≡ Menus
frequency increase

On some spiritual sites it is often said that due to the process of spiritual awakening, one would completely change one's life and, as a result, look for new friends or would no longer have anything to do with old friends after a while. Due to the new mental orientation and the newly aligned frequency, you would no longer be able to identify with your old friends and as a result you would attract new people, living conditions and friends into your life. But is there any truth to it at all or is it much more dangerous half-knowledge that is being spread. In this article I will get to the bottom of this question and describe my own experiences in this regard.

Frequency increase = New friends?

Frequency increase = New friends?Of course, I have to mention first of all that there is some truth to the statement. At the end of the day, it looks like you always attract things into your own life that also correspond to your own charisma. For example, if you were working in a slaughterhouse and suddenly came to the realization overnight that every life is precious and you can no longer identify with the "slaughter practice" (murder of animals) in any way, then you would automatically change your job and bring a new job or a new situation into your life. That would then be a natural consequence of the newly gained knowledge. But would this also be the case with one's own friends, meaning that one would no longer have anything to do with one's own friends due to newly gained knowledge, that one would distance oneself from them and attract new people/friends into one's own life? In this context, there are recent movements that portray spirituality (the emptiness of the mind) as demonic, claiming that one should even lose/let go of one's old friends. Ultimately, this is dangerous half-knowledge that is being spread and may even lead some people to believe it. But it is a fallacy, which in turn contains only a grain of truth. That's an assertion that can't be generalized in any way.

You always draw into your life what corresponds to your own charisma, what corresponds to your own beliefs and convictions..!!

Of course there are such cases. Imagine you have groundbreaking self-realizations overnight, coming to the conclusion that every living being is valuable, or that politics merely spreads disinformation, or that God is basically a gigantic all-pervasive spirit (consciousness) from which everyone creative expression emerges and you would then tell your friends about it, but you would only get rejection.

Dangerous half-knowledge

Dangerous half-knowledgeIn such cases it would of course be true, at least if your friends thought all this was nonsense, if there was a fight and you wouldn't get along at all anymore. In such a case, one would of course draw new friends into one's own life and then have nothing to do with the old friends. Ultimately, however, this would also arise out of affect instead of out of compulsion ("You have to let go of your old friends"). However, this would only be a single example. It could all turn out very differently. For example, you tell your friends about it and they listen to you enthusiastically, are happy about the knowledge and try to deal with it. Or you tell your friends about it, who might not be able to do much with it afterwards, but still like you, want to remain friends with you and in no way ridicule you for your new views or even judge you. There are countless scenarios that could then take place. Scenarios in which one would encounter rejection, or scenarios in which one continues to experience friendship. In my case, for example, my friendships continued to be maintained. In this context, I have had 2 best friends for countless years. In the past we never came into contact with spiritual topics, we were not at all familiar with spirituality, politics (financial elite and co.) and other such topics, the opposite was even the case. One night, however, I came to various self-awarenesses.

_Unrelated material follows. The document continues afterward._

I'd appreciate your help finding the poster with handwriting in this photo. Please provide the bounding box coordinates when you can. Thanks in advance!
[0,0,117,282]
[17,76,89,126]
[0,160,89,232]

A single evening changed my entire life. Due to a self-knowledge, I revised my entire worldview and thus changed the further course of my life..!!

As a result, I dealt with these issues on a daily basis and changed all my beliefs and beliefs. Of course, one evening I told my 2 best friends about it. I didn't know exactly how they would react to that, but I knew that they would never laugh at me for it or that our friendship could break because of it.

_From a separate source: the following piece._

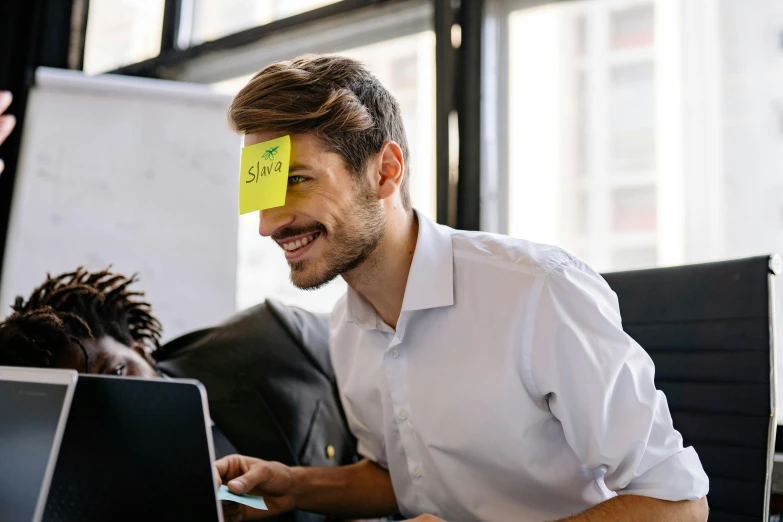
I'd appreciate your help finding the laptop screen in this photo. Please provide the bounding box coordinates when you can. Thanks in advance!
[0,380,68,522]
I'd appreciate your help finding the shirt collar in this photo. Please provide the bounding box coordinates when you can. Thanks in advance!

One should not generalize things

One should not generalize things

At first it was of course very strange for the two of them, but they didn't laugh at me for it and even believed the whole thing a little somewhere. In the meantime, 3 years have passed since that day and our friendship has not broken in any way, but has even grown. Of course we are all 3 very different people, some of whom have completely different views of life or philosophize about other things, pursue other things and pursue other interests, but we are still best friends, 3 people who love each other like brothers. Some of them have even developed a penchant for spirituality and know exactly that our world based on disinformation is a product of powerful families (which would not have been a condition - it just happened that way). Basically, we all still lead 3 completely different lives and yet, when we meet again on a weekend, we understand each other blindly and feel our deep connection to each other, keep up our best friendship and never know what will stand between us. For this reason I can only partially agree with this statement "that one would lose all one's old friends because of the process of spiritual awakening". It is a statement that cannot be generalized in any way. There are definitely people for whom this is the case, people who then completely repel each other in terms of frequency/views and beliefs and no longer want to have anything to do with each other, but there are also people or friendships who are in no way affected by this be affected and continue to exist as a result. In this sense stay healthy, happy and live a life in harmony.